🤖 AI Summary
This work addresses key challenges in open-world object detection—such as difficulties in capturing fine-grained variations, recognizing rare categories, and handling insufficient visual evidence in complex scenes—stemming from reliance on coarse-grained textual semantics and parametric knowledge. To overcome these limitations, the authors propose VL-SAM-v3, a unified framework that introduces, for the first time, a non-parametric visual memory-guided mechanism. This mechanism retrieves an external visual memory bank to generate dual visual priors: sparse instance-level spatial anchors and dense category-aware local context. Integrated with a memory-guided prompt refinement strategy, the framework supports both open-vocabulary recognition and open-ended reasoning. Experiments demonstrate significant performance gains under zero-shot LVIS settings, particularly for rare categories, and show effective adaptability to stronger detectors such as SAM3, confirming the approach’s generality and efficacy.
📝 Abstract
Open-world object detection aims to localize and recognize objects beyond a fixed closed-set label space. It is commonly divided into two categories, i.e., open-vocabulary detection, which assumes a predefined category list at test time, and open-ended detection, which requires generating candidate categories during the inference. Existing methods rely primarily on coarse textual semantics and parametric knowledge, which often provide insufficient visual evidence for fine-grained appearance variation, rare categories, and cluttered scenes. In this paper, we propose VL-SAM-v3, a unified framework that augments open-world detection with retrieval-grounded external visual memory. Specifically, once candidate categories are available, VL-SAM-v3 retrieves relevant visual prototypes from a non-parametric memory bank and transforms them into two complementary visual priors, i.e., sparse priors for instance-level spatial anchoring and dense priors for class-aware local context.

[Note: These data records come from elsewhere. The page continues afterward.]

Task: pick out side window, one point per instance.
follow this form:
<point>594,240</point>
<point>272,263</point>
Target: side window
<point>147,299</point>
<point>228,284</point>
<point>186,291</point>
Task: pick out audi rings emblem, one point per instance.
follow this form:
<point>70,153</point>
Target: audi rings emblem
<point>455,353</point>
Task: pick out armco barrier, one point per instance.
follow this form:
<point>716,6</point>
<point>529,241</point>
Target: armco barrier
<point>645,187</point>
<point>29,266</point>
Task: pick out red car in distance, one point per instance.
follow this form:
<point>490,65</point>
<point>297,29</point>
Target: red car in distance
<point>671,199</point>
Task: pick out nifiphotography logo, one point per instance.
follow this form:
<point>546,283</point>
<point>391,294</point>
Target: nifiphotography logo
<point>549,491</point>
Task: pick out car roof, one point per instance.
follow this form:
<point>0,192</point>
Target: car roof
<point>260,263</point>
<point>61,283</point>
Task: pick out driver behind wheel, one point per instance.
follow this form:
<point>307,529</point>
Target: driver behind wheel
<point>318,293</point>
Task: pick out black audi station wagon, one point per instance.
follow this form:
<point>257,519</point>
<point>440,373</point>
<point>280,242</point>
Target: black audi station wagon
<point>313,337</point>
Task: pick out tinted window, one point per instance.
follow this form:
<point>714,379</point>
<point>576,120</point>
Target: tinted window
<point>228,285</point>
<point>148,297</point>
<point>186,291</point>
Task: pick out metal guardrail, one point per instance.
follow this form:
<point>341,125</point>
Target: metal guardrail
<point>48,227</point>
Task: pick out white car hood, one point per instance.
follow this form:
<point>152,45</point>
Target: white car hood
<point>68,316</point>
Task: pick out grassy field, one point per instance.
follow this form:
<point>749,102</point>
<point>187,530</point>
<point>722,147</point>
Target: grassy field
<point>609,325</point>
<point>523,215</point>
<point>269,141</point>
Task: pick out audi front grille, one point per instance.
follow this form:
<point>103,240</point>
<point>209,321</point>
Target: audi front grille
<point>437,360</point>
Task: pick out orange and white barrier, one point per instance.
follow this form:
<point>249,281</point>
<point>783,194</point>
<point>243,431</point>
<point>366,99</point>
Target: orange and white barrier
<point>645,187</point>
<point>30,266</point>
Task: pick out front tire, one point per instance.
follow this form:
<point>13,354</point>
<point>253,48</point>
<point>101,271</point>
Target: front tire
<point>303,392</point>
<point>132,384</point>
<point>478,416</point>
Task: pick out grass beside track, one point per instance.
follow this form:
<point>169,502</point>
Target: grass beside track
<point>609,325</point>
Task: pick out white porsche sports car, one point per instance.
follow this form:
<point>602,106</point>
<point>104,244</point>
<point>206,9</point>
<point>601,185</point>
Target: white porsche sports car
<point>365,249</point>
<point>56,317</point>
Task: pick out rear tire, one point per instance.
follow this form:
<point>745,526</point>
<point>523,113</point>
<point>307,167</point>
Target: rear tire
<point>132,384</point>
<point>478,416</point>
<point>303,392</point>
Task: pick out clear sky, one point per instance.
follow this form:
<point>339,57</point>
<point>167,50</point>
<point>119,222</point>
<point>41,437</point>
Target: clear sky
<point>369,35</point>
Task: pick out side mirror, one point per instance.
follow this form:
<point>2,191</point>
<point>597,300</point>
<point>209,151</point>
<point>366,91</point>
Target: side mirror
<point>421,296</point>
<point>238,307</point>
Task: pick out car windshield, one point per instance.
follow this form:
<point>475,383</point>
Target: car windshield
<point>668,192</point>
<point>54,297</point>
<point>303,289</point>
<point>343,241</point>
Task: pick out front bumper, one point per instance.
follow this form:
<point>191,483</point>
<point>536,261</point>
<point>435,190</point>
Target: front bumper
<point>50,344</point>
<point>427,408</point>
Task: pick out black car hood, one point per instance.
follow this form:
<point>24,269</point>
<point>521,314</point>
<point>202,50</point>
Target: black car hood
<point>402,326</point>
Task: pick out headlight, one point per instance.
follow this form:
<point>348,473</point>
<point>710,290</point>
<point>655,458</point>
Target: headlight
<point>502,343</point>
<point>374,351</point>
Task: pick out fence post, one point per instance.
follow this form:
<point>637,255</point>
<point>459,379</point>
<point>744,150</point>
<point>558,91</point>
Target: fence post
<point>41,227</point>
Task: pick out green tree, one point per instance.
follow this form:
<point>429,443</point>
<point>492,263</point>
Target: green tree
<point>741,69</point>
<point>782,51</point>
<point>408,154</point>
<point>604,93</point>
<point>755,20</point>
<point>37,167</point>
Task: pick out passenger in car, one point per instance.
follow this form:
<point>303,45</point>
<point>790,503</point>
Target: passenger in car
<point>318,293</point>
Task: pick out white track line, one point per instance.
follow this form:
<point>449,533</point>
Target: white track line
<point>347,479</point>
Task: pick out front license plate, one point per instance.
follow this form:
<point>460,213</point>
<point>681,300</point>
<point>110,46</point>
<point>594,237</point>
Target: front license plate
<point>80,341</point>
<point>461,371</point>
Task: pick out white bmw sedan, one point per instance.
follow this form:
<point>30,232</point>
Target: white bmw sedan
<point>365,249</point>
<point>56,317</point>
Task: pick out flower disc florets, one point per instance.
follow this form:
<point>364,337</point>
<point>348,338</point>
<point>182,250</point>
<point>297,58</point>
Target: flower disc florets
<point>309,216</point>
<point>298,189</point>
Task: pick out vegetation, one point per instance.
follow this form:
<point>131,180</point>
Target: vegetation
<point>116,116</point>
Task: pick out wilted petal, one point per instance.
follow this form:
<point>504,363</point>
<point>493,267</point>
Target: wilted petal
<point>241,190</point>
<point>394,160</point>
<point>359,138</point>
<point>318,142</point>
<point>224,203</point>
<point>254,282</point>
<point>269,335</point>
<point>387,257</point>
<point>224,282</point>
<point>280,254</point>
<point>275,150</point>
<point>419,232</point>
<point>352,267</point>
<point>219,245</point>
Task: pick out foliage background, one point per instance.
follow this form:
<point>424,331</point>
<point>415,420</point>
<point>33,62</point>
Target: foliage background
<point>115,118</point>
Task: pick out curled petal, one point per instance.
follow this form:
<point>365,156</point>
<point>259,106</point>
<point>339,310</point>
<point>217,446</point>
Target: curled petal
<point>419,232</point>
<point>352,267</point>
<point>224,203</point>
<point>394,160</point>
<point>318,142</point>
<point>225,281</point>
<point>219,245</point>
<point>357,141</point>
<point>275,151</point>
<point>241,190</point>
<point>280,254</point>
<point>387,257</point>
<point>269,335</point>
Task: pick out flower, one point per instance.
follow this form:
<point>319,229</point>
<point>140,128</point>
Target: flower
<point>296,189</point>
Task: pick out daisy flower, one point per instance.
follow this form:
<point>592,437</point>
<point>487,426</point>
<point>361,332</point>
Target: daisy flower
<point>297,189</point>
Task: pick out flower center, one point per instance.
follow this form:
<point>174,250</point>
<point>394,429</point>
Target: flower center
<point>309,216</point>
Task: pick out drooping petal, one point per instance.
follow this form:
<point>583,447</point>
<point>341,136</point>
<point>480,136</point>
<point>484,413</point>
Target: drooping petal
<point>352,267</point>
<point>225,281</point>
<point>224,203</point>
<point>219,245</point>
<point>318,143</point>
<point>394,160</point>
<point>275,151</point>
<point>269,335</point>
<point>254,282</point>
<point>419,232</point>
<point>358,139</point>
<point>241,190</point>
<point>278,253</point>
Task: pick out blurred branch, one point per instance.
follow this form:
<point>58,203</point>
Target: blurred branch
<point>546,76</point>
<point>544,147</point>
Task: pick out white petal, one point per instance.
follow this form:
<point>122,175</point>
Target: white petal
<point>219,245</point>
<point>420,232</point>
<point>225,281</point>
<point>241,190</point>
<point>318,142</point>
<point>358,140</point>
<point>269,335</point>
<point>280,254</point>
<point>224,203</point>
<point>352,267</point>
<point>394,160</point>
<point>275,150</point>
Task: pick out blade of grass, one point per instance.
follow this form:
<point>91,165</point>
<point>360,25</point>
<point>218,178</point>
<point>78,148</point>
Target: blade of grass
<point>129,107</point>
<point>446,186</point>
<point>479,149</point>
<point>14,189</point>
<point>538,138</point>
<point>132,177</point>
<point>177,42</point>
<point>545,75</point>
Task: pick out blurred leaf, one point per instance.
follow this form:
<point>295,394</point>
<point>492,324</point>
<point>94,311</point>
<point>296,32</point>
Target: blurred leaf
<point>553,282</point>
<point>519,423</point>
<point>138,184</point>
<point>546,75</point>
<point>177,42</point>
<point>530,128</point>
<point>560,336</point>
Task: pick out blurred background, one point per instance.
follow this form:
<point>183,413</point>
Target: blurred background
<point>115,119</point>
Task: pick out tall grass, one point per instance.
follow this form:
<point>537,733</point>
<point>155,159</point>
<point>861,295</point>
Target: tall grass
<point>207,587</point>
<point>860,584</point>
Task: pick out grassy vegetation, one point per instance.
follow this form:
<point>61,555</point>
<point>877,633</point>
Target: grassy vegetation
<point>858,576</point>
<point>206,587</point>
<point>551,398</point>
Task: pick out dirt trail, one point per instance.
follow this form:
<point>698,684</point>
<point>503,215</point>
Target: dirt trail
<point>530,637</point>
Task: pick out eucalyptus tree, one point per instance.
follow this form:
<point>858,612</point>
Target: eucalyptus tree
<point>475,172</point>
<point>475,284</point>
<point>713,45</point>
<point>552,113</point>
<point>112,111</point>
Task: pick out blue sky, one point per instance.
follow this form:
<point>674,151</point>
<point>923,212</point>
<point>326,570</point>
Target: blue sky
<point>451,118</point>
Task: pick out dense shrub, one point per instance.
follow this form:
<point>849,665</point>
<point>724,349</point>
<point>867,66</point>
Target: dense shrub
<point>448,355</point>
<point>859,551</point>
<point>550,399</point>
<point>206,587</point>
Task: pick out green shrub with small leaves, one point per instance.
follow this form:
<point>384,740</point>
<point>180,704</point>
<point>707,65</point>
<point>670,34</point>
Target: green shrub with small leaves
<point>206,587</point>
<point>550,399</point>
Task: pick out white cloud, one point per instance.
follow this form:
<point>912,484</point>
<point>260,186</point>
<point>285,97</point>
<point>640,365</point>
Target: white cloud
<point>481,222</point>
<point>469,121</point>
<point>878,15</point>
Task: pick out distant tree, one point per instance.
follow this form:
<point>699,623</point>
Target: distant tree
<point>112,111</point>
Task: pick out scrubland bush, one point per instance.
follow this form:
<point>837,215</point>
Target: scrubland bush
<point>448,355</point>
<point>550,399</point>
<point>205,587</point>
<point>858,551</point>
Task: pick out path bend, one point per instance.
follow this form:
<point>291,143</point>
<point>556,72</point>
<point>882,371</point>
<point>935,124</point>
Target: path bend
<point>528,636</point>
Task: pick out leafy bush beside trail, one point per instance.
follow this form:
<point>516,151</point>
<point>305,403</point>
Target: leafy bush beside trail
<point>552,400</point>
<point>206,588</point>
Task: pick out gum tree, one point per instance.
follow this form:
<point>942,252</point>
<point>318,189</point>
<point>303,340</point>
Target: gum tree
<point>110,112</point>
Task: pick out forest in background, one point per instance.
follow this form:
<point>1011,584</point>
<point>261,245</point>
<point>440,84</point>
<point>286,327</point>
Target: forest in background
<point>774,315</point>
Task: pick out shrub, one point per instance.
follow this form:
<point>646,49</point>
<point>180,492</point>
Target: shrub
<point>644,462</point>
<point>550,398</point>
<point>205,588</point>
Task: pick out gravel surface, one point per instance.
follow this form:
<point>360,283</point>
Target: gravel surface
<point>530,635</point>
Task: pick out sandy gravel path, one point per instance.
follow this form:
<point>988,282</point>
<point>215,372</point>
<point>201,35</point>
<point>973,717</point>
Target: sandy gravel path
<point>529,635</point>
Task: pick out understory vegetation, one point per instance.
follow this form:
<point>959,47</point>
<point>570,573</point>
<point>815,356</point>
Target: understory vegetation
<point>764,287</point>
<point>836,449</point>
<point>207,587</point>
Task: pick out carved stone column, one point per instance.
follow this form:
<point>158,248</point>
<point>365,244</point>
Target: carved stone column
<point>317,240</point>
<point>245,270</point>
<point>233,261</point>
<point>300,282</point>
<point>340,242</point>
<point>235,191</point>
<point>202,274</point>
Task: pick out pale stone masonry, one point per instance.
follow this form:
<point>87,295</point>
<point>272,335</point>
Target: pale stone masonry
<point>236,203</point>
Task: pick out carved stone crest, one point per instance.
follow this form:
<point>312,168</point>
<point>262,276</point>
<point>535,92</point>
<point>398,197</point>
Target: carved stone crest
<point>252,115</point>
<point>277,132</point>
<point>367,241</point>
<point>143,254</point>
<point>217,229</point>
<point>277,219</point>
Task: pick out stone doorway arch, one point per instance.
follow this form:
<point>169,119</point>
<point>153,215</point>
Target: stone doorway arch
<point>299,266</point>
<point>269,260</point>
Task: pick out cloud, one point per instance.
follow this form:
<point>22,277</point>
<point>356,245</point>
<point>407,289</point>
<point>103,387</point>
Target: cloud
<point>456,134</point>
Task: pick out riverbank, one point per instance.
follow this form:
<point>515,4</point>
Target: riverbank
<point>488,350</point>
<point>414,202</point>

These priors are integrated with the original detection prompts via Memory-Guided Prompt Refinement, enabling a shared retrieval-and-refinement mechanism that supports open-vocabulary and open-ended inference.Extensive zero-shot experiments on LVIS show that VL-SAM-v3 consistently improves detection performance under both open-vocabulary and open-ended inference, with particularly strong gains on rare categories.Moreover, experiments with a stronger open-vocabulary detector (i.e., SAM3) validate the generality of the proposed retrieval-and-refinement mechanism.